Part 3: Instruction (Cont’d)

  • Second, create a subset including 3 countries per WHO region (Africa, Americas, Eastern Mediterranean, Europe, South-East Asia, Western Pacific). You can choose any three countries within each WHO region to compare the mortality rate (mutate(rate = "Deaths - cumulative total"/"Cases - cumulative total")).

  • Third, draw bar plots with error bars using your subset, but adjust the graph in the facets using either facet_grid or facet_wrap (e.g., facet_grid(~ "WHO region", scale="free").
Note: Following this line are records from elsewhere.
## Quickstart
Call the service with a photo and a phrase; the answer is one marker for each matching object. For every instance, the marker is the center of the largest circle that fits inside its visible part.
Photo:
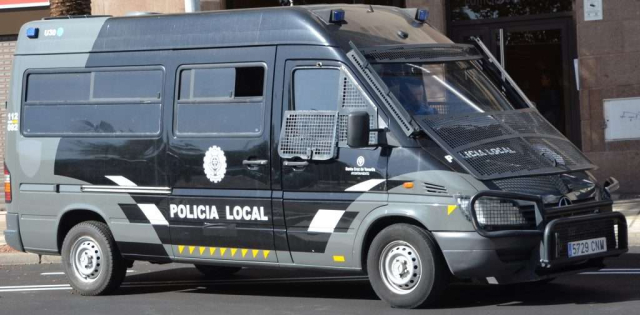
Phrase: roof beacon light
(337, 16)
(32, 32)
(422, 15)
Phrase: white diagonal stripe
(153, 214)
(366, 185)
(325, 221)
(121, 180)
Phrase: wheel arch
(375, 222)
(73, 215)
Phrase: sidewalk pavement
(630, 208)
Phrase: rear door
(219, 155)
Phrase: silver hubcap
(400, 267)
(86, 258)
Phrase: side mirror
(611, 185)
(358, 130)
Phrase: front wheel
(91, 259)
(405, 267)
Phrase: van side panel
(50, 172)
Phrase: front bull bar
(545, 226)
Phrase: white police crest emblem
(215, 164)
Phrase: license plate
(588, 247)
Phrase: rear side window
(220, 100)
(107, 102)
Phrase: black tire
(217, 271)
(408, 247)
(93, 238)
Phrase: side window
(99, 102)
(332, 89)
(321, 101)
(316, 89)
(220, 100)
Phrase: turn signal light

Please include scale="free" in your facet function.

covids<- read.csv('WHO-COVID-19-global-table-data.csv')
# bar graphs
covids <- cbind(Country = rownames(covids), covids)
rownames(covids) <- 1:nrow(covids)
names(covids)[2] <- 'Region'
names(covids)[9] <- 'Cumulative_deaths'
names(covids)[4] <- 'Cumulative_cases'
covid_df_region <- covids #[ which( covids$Region %in% c("Americas", "South-East Asia", "Europe") ),]
focus <- c('Brazil', 'Mexico', 'Colombia', 
           'Finland', 'Norway','Italy',
           'Indonesia', 'India', 'Thailand',
           'Republic of Korea', 'Japan', 'Viet Nam',
           'Qatar', 'Iraq', 'Morocco',
           'Zambia','Algeria','Nigeria'
           )

covid_df_region %>% filter(Country %in% focus) %>% mutate(rate = `Cumulative_deaths`/`Cumulative_cases`) %>% 
ggplot(aes(x=rate, y=Region)) + geom_col() + theme_bw() + xlab('WHO: # Reported Deaths / # Reported Cases')
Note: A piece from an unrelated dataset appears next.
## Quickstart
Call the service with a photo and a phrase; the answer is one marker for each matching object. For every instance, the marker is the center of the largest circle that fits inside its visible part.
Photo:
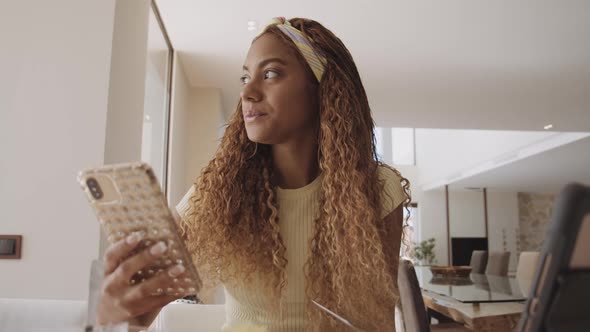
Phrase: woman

covid_region_SE <- covid_df_region %>% filter(Country %in% focus) %>%
  mutate(rate = `Cumulative_deaths`/`Cumulative_cases`, 
         SE = sqrt(rate*(1-rate)/`Cumulative_cases`))
ggplot(covid_region_SE, aes(x=Country, y=rate)) + geom_col() + theme(axis.text.x=element_text(angle=90, hjust=1)) + 
  geom_errorbar(aes(ymin=rate-1.96*SE, ymax=rate+1.96*SE), width=.2) + facet_grid(~ Region, scale="free") + labs(x = 'WHO: # Reported Deaths / # Reported Cases', y = 'Mortality rate', title="Mortality rate of countries grouped by region")

  • One of the group members will present R codes and plots for Part 3 in class on Mar. 21 (Mon). Also, if you’re a presenter, please bring your laptop so that you can share your screen on zoom for the presentation.